There may be several reasons behind the timing. The Covid-19 pandemic has bereft Turkey of most of its tourists, which means that no tickets will be sold to the museum anyway; the bleak economic outlook may have led to a desperate desire for a boost of popularity among the traditional AKP electorate. Furthermore, the loss of Istanbul last year to a city mayor from the Kemalist opposition seems to have come close in the eyes of Erdoğan to losing Constantinople to the Byzantines. It should also be recalled that a building which the president for many years loudly expressed his desire to pray in was not the former Great Cathedral of Constantinople but its cousin, the Great Mosque in Damascus. Having in effect lost the battle against Bashar al-Assad – and having been utterly humiliated by Vladimir Putin in his last attempt to discuss the situation in Syria this winter – this is a dream that Erdoğan will never see come true. In an obvious attempt to retaliate for the Hagia Sophia transformation, Russia has declared that it will sponsor the building of a small copy of the Hagia Sophia in Hama, Syria to be used as a Russian Orthodox church. Erdoğan, on the other hand, claims that the lost entrance fees from the Hagia Sophia museum will be compensated by oil revenues from Libya, where he is moving many irregular troops from Syria. And, as to further add to the list of boasts that he will never be able to live up to, he has declared that he is next going to liberate the Temple Mount in Jerusalem from Israel.

The narthex.
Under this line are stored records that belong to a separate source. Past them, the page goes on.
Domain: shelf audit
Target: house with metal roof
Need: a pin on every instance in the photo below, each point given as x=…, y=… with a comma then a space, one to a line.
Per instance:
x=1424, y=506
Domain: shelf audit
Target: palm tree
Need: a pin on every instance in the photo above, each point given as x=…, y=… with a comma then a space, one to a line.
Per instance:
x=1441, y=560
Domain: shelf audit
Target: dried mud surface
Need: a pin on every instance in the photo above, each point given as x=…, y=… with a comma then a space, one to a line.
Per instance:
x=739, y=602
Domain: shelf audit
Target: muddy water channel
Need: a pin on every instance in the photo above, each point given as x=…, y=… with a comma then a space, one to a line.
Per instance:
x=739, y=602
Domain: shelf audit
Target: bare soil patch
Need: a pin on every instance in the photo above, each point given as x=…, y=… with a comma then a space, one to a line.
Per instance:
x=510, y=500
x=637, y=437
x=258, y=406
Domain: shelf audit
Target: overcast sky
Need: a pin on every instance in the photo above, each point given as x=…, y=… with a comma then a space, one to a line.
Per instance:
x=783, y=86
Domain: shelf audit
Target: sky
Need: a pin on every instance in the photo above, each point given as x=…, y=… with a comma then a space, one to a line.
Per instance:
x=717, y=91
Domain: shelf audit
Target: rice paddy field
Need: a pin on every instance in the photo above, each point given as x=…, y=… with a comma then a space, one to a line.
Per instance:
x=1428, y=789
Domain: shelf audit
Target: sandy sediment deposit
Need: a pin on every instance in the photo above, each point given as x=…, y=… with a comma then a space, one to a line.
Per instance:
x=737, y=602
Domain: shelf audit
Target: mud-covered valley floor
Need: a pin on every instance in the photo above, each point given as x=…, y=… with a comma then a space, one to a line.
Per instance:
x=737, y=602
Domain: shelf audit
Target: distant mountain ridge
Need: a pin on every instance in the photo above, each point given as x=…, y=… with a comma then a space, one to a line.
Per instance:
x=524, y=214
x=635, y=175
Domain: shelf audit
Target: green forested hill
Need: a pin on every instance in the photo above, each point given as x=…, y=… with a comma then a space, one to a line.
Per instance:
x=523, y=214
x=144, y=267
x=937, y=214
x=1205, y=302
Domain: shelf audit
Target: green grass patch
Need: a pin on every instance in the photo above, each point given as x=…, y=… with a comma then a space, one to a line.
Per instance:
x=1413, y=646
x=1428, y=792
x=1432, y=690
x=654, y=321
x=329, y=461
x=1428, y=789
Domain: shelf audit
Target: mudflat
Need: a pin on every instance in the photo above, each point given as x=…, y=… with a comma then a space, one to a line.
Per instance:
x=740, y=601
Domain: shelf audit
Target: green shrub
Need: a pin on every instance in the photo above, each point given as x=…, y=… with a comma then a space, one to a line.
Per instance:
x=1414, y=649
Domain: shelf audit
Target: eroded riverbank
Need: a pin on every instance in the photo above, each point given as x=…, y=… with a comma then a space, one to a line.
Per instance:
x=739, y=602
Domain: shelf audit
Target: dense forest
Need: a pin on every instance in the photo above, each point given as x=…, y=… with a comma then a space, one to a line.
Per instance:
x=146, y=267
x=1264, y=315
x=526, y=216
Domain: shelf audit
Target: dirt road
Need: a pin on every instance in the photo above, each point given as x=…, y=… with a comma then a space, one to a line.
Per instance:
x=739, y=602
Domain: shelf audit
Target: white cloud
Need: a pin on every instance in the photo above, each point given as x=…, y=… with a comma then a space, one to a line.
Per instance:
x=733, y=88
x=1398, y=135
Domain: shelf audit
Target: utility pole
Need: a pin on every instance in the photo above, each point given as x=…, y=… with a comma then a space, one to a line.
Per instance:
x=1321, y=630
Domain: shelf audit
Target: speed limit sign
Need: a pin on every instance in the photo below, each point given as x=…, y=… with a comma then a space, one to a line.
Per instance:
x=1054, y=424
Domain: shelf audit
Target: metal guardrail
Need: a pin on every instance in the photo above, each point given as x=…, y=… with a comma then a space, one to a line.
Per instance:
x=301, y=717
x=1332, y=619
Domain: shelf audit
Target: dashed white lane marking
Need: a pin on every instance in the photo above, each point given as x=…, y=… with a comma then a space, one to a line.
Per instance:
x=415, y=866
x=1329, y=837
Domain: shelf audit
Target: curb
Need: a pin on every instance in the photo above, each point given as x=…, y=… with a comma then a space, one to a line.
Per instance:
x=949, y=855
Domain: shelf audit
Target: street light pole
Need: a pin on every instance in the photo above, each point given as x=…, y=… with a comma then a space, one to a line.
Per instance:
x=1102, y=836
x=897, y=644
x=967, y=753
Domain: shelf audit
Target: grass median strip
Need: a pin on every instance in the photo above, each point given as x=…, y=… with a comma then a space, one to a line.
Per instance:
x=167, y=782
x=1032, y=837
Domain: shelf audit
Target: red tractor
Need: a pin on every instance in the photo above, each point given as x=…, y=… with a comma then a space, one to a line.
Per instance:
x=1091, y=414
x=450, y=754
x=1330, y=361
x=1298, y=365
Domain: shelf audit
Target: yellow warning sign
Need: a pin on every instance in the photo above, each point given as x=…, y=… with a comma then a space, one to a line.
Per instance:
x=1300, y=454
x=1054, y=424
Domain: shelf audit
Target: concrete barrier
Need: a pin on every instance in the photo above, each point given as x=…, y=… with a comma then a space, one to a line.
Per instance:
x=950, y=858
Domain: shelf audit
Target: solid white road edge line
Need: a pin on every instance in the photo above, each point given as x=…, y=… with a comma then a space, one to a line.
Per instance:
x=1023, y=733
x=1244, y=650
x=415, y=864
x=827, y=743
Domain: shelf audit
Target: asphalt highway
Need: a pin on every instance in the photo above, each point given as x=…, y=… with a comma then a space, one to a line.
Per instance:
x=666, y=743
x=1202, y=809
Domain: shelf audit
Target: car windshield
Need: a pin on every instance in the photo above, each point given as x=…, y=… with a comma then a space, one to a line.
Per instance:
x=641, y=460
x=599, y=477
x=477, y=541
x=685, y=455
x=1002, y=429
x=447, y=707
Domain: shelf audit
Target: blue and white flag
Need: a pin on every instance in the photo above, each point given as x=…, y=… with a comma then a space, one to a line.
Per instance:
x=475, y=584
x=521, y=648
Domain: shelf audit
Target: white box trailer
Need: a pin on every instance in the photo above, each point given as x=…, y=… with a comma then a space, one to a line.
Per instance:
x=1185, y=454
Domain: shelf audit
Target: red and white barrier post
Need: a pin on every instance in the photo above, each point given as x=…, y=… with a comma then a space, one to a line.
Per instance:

Photo by the author.
But at the end, the simplest explanation might be that a tension cannot be built up infinitely. At some point it will require a release. In practice, the realization of the promise to once again pray in the Hagia Sophia means a strategical loss to Erdoğan, for the building was always more valuable to him as an object of desire than as an object of possession. Once this Friday prayer is over, it will be just another one of Istanbul’s many mosques. As news of the event are broadcast across the world, stirring anti-Islamic sentiment among Christians and Turkophobia in the Balkans, and confirming European right-wing ideologists that the continent is about to face a neo-Ottoman siege, the question may remain in the long run, whether it was all really worth it.